Save Our Homes not dying

Article Courtesy of The St. Petersburg Times

By Alex Leary

Published October 6, 2007


Lawmakers now admit any property tax plan must guard against big tax increases.

TALLAHASSEE - They tried to kill off Save Our Homes, perhaps on the sly, but lawmakers now generally agree that if a new property tax plan goes before voters on Jan. 29, it will have to preserve the popular protection against big tax increases.

That is one of the developments from a week of hushed discussion on property taxes that have taken place amid a special session on the budget and auto insurance.

Consensus is also growing around a "portability" plan to allow people to carry the accrued savings under Save Our Homes to a new home.

The end result could be more significant tax cuts than had been proposed.

"In a time when people's taxes keep going up, it's very difficult to go to voters and convince them they should let go of a security blanket like Save Our Homes," House Speaker Marco Rubio said Friday.

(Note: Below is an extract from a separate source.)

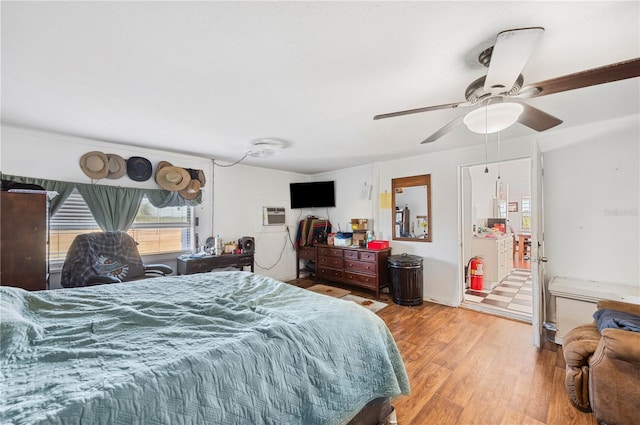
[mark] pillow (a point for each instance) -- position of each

"Now you can argue that it's bad policy for the state of Florida, that it's led to some of the problems," the Miami Republican added. "But the truth of the matter is, people like Save Our Homes."

The perspective is shared by Democrats and Gov. Charlie Crist, making it very likely the Save Our Homes 3 percent cap on annual assessment increases will survive.

Some sort of tiered homestead exemption is likely to be part of any new tax plan as well as an end to an assessment practice known as highest and best use, which can lead to higher taxes for businesses simply because the land could be used for something more lucrative.

Lawmakers also may seek additional revenue caps for local government and make it harder for them to break those caps, as some have since the Legislature imposed a rollback in June.

That lawmakers are even discussing taxes again is the result of a court decision striking from the Jan. 29 ballot a plan that would have phased out Save Our Homes in favor of super homestead exemptions. The judge found the ballot language was misleading because it did not clearly state the demise of Save Our Homes.

The state has appealed the decision, though it does not seem too worried about moving it along. As of Friday, the grounds for the appeal had still not been submitted to the court.

Another special session - the fourth this year - will be called some time later this month to address property taxes.

Despite the wide array of options and a time crunch of Oct. 30 to get something on the January ballot, top negotiators are confident something can be done.

"We're wiser and smarter," said Rep. Dean Cannon, R-Winter Park. "We know what judges think. We know what people think. We know every combination has been tested. So I'm optimistic that it will be a lot easier this time."